Nr. 45/2020 vom 05.11.2020

Hände hoch!

Annette Hug stösst im Pflegeheim auf ein gutes Argument

Von Annette Hug

Neulich auf der Demenzstation: Eine entfernte Verwandte trägt seit einem Monat eine Karikatur mit sich herum. Wenn sich jemand mit ihr auf dem Flur des Pflegeheims unterhält, nimmt sie diese Zeichnung aus der Handtasche und beurteilt die Leute danach, ob sie lachen oder nicht. Rotkäppchen, ganz légère, zielt mit einer Knarre auf den Wolf. Der steht flapsig auf seinen Hinterbeinen und streckt die Vorderbeine in die Luft. Gelacht habe ich bereits, bevor die alte Dame die Bildunterschrift vorlas: «Ich bin Vegetarier!», sagt der Wolf.

«Ich bin Vegetarier», sagt die Verwandte nun immer wieder und lacht vor sich hin. Das ist eine Freude, denn oft hat sie Angst vor Kleiderdieben und vor den Räumen, die täglich wieder anders sind. Eine Demenzstation kann unheimlich an einen Jugendtreff erinnern. Einige Frauen beschweren sich über Männer, die ihnen Angst machen, weil sie manchmal plötzlich jemanden schubsen, sich bedrohlich auftürmen und den Weg versperren. Das Personal sucht nach schützenden Strategien. Rotkäppchen jedoch bewaffnet sich und bringt die alten Damen zum Lachen.

Vielen Dank an den Zeichner Felix Schaad für diese Karikatur. Sie hilft mir auch, das Abonnement des «Tages-Anzeigers» zu rechtfertigen. Das könnte nötig werden, denn für die Finanzen der entfernten Verwandten ist meine Ko-Beiständin vom Sozialamt zuständig, sie hat schon einmal nachgefragt, ob eine Person mit Demenz wirklich noch Zeitung lesen könne, ob sich die Kosten rechtfertigen liessen. Wann wird Kultur überflüssig? Die Tageszeitung ist relevant für den Überlebenswillen der Dame, kann ich jetzt nicht nur sagen, sondern beweisen. Man muss dem Wolf ins Gesicht lachen. Das schafft sie nicht allein, dafür braucht sie Kunst. Und findet sie in der Zeitung. Solange es Tageszeitungen noch gibt.

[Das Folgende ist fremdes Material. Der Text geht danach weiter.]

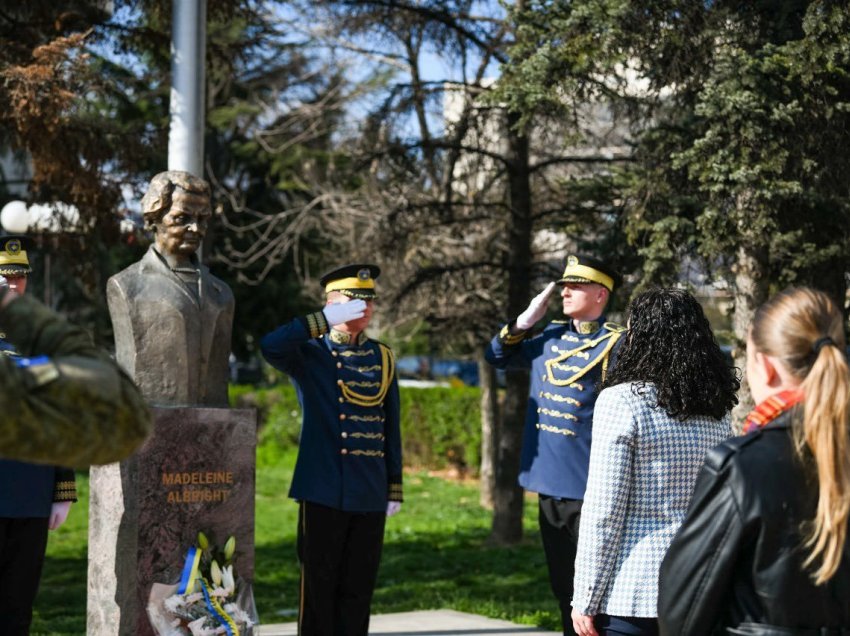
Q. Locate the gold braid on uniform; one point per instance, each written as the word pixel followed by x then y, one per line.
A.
pixel 65 491
pixel 612 338
pixel 387 374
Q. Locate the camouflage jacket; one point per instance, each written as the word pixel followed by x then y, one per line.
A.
pixel 65 401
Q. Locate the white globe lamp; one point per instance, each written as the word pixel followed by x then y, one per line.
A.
pixel 15 217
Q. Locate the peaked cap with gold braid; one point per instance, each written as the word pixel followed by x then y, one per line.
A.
pixel 13 255
pixel 355 280
pixel 585 269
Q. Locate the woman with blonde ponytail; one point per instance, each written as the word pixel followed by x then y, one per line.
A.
pixel 764 548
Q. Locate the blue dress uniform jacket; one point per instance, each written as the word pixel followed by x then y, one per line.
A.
pixel 566 367
pixel 349 456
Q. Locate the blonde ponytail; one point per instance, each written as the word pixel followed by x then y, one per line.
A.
pixel 803 328
pixel 825 434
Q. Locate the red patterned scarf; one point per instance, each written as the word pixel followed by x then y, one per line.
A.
pixel 771 408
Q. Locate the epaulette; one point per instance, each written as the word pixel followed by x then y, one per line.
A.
pixel 718 456
pixel 615 327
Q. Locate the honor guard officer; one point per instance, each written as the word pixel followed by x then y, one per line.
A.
pixel 567 361
pixel 348 475
pixel 33 497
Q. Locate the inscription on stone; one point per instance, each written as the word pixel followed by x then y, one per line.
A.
pixel 194 487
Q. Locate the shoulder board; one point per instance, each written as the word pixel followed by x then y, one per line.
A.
pixel 720 454
pixel 382 346
pixel 615 327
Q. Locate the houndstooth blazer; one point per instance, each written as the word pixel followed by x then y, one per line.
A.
pixel 643 467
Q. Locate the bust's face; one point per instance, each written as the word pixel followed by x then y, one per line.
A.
pixel 183 226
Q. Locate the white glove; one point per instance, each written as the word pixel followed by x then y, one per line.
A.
pixel 58 514
pixel 338 313
pixel 536 309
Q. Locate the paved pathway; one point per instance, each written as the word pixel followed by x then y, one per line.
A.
pixel 429 623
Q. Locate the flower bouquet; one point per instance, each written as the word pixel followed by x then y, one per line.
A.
pixel 209 600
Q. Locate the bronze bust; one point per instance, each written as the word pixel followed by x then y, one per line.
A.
pixel 171 317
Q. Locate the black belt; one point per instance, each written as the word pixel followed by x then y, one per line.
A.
pixel 762 629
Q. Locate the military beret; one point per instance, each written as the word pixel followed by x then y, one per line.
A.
pixel 586 269
pixel 13 255
pixel 355 281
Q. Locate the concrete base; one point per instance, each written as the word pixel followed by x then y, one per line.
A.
pixel 195 473
pixel 428 623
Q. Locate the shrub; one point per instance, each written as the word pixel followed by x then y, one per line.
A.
pixel 441 426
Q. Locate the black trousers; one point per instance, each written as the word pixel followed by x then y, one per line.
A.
pixel 22 546
pixel 559 521
pixel 625 626
pixel 339 553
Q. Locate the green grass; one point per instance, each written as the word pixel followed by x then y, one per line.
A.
pixel 435 556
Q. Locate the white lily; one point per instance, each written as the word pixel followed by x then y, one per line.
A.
pixel 227 579
pixel 229 548
pixel 215 572
pixel 198 629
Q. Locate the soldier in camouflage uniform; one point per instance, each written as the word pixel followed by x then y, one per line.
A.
pixel 34 498
pixel 65 400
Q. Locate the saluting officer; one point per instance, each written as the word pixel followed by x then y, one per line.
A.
pixel 348 475
pixel 567 361
pixel 33 497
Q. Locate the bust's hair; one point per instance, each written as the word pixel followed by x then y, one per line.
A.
pixel 671 346
pixel 157 199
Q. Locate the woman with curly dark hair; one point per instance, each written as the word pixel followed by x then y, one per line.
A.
pixel 663 406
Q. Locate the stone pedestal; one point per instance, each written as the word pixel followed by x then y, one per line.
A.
pixel 195 473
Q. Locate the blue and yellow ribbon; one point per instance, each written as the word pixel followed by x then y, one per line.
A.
pixel 218 612
pixel 190 571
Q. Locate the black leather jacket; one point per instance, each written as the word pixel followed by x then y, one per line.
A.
pixel 735 566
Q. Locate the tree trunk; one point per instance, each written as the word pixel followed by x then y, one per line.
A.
pixel 489 419
pixel 751 290
pixel 507 497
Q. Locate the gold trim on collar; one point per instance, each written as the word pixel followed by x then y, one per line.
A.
pixel 387 375
pixel 340 337
pixel 587 328
pixel 554 363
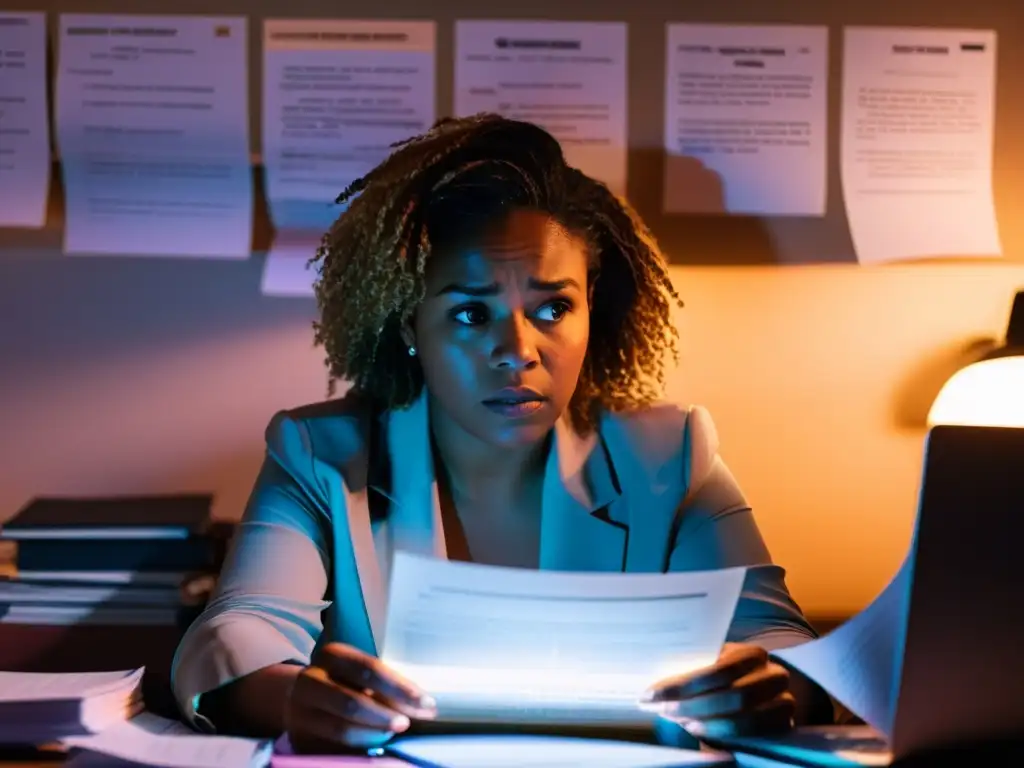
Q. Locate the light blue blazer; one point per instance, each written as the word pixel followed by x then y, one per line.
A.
pixel 645 493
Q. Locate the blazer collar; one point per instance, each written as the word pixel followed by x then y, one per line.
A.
pixel 580 464
pixel 580 481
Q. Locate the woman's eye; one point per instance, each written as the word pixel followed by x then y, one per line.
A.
pixel 470 315
pixel 554 311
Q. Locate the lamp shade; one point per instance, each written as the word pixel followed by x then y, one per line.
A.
pixel 989 392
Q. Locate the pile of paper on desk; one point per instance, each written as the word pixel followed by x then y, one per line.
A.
pixel 36 708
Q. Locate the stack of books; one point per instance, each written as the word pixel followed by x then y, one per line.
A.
pixel 135 561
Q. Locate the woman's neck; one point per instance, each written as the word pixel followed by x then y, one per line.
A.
pixel 476 472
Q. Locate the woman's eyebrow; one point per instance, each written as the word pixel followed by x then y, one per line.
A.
pixel 494 289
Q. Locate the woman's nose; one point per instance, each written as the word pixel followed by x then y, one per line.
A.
pixel 514 348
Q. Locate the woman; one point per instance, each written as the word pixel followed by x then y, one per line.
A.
pixel 503 320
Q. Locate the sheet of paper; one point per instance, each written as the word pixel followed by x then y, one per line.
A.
pixel 284 757
pixel 153 126
pixel 915 151
pixel 25 133
pixel 745 119
pixel 38 686
pixel 337 94
pixel 287 271
pixel 148 739
pixel 510 644
pixel 546 752
pixel 567 77
pixel 859 663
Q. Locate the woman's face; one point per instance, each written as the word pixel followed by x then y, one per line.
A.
pixel 503 329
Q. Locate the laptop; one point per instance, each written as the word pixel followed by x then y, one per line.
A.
pixel 957 674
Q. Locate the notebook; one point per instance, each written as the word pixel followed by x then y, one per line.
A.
pixel 38 708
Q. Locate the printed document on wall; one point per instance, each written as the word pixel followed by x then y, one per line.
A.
pixel 916 142
pixel 25 135
pixel 567 77
pixel 337 94
pixel 153 125
pixel 745 119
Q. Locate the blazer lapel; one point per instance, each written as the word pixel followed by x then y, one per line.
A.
pixel 580 527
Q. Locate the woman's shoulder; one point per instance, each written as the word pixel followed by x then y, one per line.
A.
pixel 664 432
pixel 336 431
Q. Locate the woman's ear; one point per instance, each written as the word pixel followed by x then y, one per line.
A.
pixel 408 337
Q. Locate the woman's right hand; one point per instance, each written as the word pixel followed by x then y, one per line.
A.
pixel 346 699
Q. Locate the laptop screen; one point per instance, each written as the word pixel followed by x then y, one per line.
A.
pixel 963 674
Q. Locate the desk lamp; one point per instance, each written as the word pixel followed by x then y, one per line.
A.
pixel 989 392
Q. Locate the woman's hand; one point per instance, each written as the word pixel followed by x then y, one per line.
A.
pixel 742 693
pixel 347 699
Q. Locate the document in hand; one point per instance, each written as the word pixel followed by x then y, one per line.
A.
pixel 512 645
pixel 546 752
pixel 37 708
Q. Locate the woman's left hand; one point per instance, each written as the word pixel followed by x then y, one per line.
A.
pixel 744 692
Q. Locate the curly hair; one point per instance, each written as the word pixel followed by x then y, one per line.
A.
pixel 455 179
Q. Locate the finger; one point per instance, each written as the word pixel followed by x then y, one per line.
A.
pixel 747 693
pixel 735 662
pixel 317 732
pixel 313 689
pixel 358 671
pixel 773 717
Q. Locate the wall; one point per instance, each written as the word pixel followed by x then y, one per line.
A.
pixel 121 376
pixel 151 375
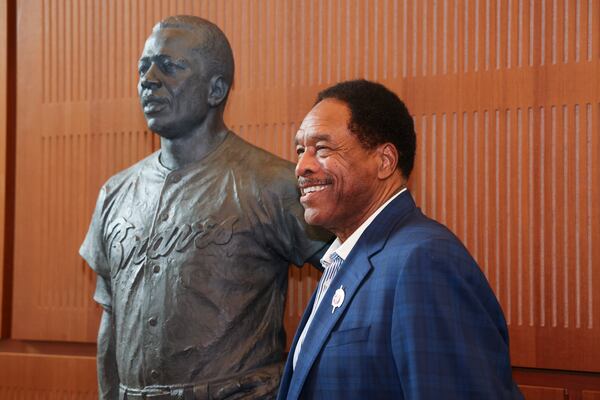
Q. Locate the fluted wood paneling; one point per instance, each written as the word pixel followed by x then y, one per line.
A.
pixel 590 395
pixel 543 393
pixel 3 137
pixel 506 100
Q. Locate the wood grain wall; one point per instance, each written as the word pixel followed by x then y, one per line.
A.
pixel 505 96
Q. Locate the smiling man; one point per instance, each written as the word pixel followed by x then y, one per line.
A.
pixel 402 310
pixel 191 245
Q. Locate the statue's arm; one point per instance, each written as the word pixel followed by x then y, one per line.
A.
pixel 108 377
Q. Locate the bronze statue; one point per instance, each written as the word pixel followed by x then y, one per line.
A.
pixel 191 245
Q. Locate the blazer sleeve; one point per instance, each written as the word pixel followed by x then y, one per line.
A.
pixel 449 336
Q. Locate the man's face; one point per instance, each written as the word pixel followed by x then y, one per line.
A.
pixel 173 84
pixel 336 175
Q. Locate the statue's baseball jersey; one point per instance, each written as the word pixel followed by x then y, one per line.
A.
pixel 192 263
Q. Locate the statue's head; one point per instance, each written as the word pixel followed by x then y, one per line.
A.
pixel 185 73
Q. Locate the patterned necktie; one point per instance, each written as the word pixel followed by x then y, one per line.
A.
pixel 328 275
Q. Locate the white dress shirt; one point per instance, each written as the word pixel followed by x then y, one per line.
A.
pixel 342 250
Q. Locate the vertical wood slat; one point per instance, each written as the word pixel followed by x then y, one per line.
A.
pixel 504 146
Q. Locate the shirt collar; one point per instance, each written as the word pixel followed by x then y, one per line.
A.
pixel 344 249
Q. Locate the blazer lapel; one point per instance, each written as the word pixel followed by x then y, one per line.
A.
pixel 352 272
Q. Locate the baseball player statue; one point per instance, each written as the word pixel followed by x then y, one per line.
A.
pixel 191 245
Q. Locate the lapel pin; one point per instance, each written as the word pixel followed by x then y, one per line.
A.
pixel 338 298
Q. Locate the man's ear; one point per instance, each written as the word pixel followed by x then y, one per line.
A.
pixel 388 156
pixel 218 90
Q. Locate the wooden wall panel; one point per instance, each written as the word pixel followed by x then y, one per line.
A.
pixel 506 100
pixel 47 377
pixel 591 395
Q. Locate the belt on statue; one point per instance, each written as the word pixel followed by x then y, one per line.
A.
pixel 211 390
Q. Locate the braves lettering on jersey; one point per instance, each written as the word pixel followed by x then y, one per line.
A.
pixel 194 261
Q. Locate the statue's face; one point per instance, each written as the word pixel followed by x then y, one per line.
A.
pixel 173 84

Auch im Fernsehen schnappt sie ab und zu etwas auf – solange ein lineares Programm zu sehen ist. Während die grossen Printmedien schrumpfen, baut das Schweizer Radio und Fernsehen Stellen und Sendungen ab, zum Beispiel Literatursendungen. Mit gekürztem Budget will SRF bessere und vielfältigere Angebote produzieren. Das Motto lautet «digital first». Das Ei des Kolumbus verspricht Direktorin Nathalie Wappler, während auf den sozialen Medien erschütternde Videos aus der Welt der Konzerte und Theater kursieren.

Vom Trompeter und Komponisten Till Brönner zum Beispiel. Wie ein Schiffbrüchiger, der eine Flaschenpost aussendet, appelliert er an die deutsche Regierung, den Musik- und Schauspielbetrieb nicht sterben zu lassen. Solche Auftritte sind zweifellos ein Scheissjob. Am liebsten würde man ihn ganz den besoldeten VerbandsfunktionärInnen überlassen. Sie sollen Umsatzzahlen und gesellschaftlichen Nutzen rühmen, und ich könnte beim stillen Optimismus bleiben, dass der Wille, zu lesen, Musik zu hören, nachzudenken und sich zu vergessen, stärker ist als diese Krise. Eigentlich müssten jetzt alle den Kopf frei haben, um zu verstehen, was mit der Welt passiert. Stattdessen scheint es notwendig, im Konzert der Anspruchsgruppen mitzujammern. Weil sonst kein Unterstützungsgeld fliesst und Strukturen wegbrechen. Viel schöner wäre es, mit einem guten Witz zu punkten. Und wenn Ueli Maurer noch einmal sagt, es gebe jetzt also kein Geld mehr, dann kommt das Rotkäppchen.

Annette Hug ist Autorin in Zürich und als Vorstandsmitglied des A*dS (Verband der Autorinnen und Autoren der Schweiz) gehalten, einen konstruktiven Dialog mit SRF zu führen.